BauPVO (Bauproduktenverordnung)

Die BauPVO (Bauproduktenverordnung) ist die europäische Rechtsgrundlage für harmonisierte Regeln zum Inverkehrbringen und zur Bereitstellung von Bauprodukten auf dem EU-Binnenmarkt. Sie legt fest, unter welchen Bedingungen Bauprodukte mit der CE-Kennzeichnung versehen werden dürfen, und verpflichtet Hersteller zur Abgabe einer Leistungserklärung – nach neuer Rechtslage einer Leistungs- und Konformitätserklärung – sowie zur Einhaltung definierter Pflichten als Wirtschaftsakteure.

Die BauPVO greift für alle Bauprodukte, die von harmonisierten Normen (hEN) oder einer Europäischen Technischen Bewertung erfasst sind.

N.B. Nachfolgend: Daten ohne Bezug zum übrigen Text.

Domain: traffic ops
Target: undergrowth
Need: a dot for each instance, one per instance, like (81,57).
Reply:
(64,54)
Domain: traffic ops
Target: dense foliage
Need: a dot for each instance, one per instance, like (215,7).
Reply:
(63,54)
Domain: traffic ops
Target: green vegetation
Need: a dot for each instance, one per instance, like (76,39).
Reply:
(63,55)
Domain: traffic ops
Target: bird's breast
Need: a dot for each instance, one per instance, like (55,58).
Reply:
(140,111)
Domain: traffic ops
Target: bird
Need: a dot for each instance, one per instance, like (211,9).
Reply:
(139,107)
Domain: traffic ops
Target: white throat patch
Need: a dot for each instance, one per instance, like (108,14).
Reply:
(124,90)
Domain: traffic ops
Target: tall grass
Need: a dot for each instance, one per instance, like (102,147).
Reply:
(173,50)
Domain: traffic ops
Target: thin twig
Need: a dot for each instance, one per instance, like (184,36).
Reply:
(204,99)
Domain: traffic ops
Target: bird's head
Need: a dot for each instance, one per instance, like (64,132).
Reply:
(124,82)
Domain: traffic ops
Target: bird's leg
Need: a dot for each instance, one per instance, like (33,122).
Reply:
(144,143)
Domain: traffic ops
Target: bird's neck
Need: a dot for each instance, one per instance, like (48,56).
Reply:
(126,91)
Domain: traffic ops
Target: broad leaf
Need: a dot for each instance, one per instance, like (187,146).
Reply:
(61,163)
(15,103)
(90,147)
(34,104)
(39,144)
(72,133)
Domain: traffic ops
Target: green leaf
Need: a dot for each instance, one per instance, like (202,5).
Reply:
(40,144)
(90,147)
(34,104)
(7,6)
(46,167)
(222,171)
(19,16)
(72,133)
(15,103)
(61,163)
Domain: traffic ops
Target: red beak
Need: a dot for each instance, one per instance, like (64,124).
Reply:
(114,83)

Für diese Produkte schreibt die Verordnung ein System zur Bewertung und Überprüfung der Leistungsbeständigkeit vor, in das je nach Produktkategorie auch notifizierte Stellen sowie die werkseigene Produktionskontrolle des Herstellers eingebunden sind. Die CE-Kennzeichnung darf dabei ausschließlich auf Basis der wesentlichen Merkmale erfolgen, zu denen der Hersteller tatsächlich eine Leistung erklärt hat. Darüber hinaus sind Hersteller verpflichtet, ihre Produkte mit einem eindeutigen Identifizierungskennzeichen zu versehen – etwa einer Typen-, Chargen- oder Seriennummer. Eine aktuelle Entwicklung ist die Einführung eines digitalen Produktpasses sowie die Erweiterung der Anforderungen um Umweltaspekte im Rahmen der novellierten BauPVO.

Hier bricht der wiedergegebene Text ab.